Nobody Does Anything About It

I occasionally give currency to the aphorism that the only things worth talking about are Sex, Politics, and Religion, usually appending my corollary that the three things never worth talking about are Work, Sports, and Weather.  Such sentiments are premised on the belief that disagreements are interesting and agreements are boring.  I will therefore subvert this premise by disagreeing about the weather.

Autumn is my favorite season, possibly because I, having lived primarily in Tucson and Seattle, have never really experienced it.  I have a mythical notion of autumn, which is only amplified by such odes to oaks as yours.  Nevertheless, I must defend September in Puget Sound; it is the most reliably pleasant time of our year.
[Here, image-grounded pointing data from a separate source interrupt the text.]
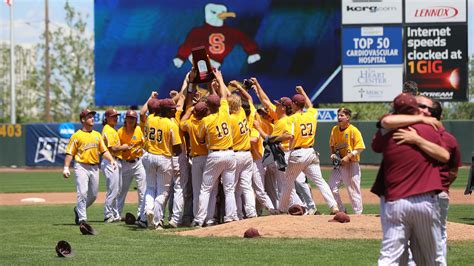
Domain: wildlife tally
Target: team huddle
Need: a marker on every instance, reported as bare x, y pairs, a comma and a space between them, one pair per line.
213, 157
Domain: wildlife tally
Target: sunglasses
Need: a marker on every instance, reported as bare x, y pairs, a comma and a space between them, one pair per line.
423, 106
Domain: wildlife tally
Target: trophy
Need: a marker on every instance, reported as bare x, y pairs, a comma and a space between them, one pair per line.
202, 65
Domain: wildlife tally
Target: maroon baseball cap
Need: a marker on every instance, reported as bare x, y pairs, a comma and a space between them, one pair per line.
168, 103
85, 112
285, 101
200, 109
131, 113
405, 103
213, 100
299, 100
154, 105
111, 112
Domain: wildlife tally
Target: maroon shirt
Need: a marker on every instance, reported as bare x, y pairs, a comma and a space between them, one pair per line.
407, 170
452, 146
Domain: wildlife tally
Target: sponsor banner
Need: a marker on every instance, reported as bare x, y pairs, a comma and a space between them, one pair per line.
372, 45
327, 114
372, 12
371, 84
437, 60
435, 11
46, 143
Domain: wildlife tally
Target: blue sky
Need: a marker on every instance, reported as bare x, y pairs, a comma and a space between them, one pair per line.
29, 19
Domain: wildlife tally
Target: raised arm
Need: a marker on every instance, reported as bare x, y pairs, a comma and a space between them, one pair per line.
308, 103
398, 121
222, 87
262, 96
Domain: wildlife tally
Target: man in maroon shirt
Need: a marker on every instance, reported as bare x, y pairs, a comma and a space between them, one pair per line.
410, 211
448, 170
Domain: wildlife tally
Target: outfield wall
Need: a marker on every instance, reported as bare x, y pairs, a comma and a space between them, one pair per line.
43, 144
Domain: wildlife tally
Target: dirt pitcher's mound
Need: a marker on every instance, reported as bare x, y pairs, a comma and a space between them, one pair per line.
315, 226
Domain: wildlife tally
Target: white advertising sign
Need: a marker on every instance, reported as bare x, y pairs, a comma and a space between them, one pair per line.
435, 11
371, 84
371, 12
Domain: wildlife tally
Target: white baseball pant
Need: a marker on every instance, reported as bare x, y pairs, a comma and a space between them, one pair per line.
257, 178
348, 174
159, 176
304, 191
197, 169
443, 208
130, 170
304, 160
243, 184
218, 163
113, 183
414, 219
87, 185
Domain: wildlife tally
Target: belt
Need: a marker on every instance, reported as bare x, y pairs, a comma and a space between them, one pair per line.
230, 148
297, 148
242, 150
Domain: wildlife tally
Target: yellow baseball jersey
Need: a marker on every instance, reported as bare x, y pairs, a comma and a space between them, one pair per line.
257, 148
192, 127
135, 140
215, 129
86, 147
111, 138
241, 126
281, 126
161, 134
346, 141
304, 128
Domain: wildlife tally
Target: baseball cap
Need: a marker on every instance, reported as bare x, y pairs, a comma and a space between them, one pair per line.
285, 101
168, 103
154, 105
405, 103
200, 109
85, 112
111, 112
299, 99
213, 100
131, 113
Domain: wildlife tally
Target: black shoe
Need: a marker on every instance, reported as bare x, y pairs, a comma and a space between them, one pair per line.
76, 218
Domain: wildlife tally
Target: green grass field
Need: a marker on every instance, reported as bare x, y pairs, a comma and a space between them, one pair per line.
30, 233
54, 182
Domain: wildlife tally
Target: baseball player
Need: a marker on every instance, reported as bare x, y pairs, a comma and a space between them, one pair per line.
346, 140
132, 166
215, 130
240, 124
164, 147
85, 146
190, 124
410, 208
449, 169
113, 176
303, 157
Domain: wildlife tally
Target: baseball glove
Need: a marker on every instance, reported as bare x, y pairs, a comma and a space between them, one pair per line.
64, 249
296, 210
341, 217
130, 218
86, 229
251, 233
336, 162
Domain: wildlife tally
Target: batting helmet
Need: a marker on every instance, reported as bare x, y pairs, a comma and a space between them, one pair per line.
64, 249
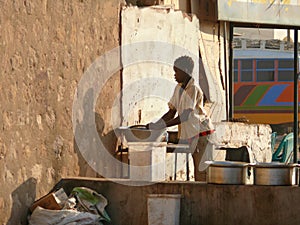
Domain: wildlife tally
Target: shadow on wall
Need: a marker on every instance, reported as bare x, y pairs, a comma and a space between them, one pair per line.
109, 140
22, 198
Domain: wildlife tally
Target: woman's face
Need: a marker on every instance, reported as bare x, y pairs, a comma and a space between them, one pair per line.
179, 75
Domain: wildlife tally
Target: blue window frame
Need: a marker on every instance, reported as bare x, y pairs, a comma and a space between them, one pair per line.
285, 69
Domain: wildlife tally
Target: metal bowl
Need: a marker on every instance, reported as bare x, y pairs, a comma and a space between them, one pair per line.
273, 174
227, 172
140, 134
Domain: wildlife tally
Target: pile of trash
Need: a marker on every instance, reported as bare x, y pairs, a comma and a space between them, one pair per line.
83, 206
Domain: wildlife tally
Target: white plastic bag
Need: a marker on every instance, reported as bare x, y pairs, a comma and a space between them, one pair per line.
41, 216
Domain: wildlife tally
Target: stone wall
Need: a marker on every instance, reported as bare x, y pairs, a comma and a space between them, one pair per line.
45, 48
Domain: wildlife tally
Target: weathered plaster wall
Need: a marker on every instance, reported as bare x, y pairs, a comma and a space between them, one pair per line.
45, 48
154, 37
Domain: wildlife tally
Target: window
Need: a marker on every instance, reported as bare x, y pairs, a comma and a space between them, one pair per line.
246, 70
285, 70
265, 70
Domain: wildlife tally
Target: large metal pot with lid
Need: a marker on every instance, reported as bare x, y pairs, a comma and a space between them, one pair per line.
273, 173
227, 172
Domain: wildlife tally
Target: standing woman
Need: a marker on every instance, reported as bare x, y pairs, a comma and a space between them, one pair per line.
186, 109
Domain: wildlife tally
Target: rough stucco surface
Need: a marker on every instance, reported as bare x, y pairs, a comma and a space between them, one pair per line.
172, 34
45, 48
Our lovely morning fogs send a bracing tang beetling through the veins as one trudges to school, work, or the top of Mt. Si, and lift at 10h30 on the dot, revealing a defiantly warm blue.  Despite recent pigmentation, Seattle is always at greater risk for sunburn in September than in June.  Let recent arrivals have the sodden campsites from Memorial Day to the Fourth; my camping season begins the day after Labor Day, and would—if I had the means—persist for four consecutive weeks (followed by a week in New Hampshire).

If being persistently misunderstood is one hallmark of a literary prophet, little Franz K. gets my vote for one of the enduring voices of the 20th Century (the other being Orwell, although otherwise they couldn’t be more distinct).  Behind every terror I thought I’d left behind lurks his father, the unforgiving Hapsburg authority, a shadow of which ambushed me in my first week in Graz and hounded me into dreams of such vivid remove that I woke up each morning truly unaware of where I was.  That Kafka succumbed to the poet’s disease before having children prevented him from following The Castle with the final horror: becoming his father. (Can you imagine a Kafka surviving until the 50s, homesteading outside Tel Aviv? Neither can I.)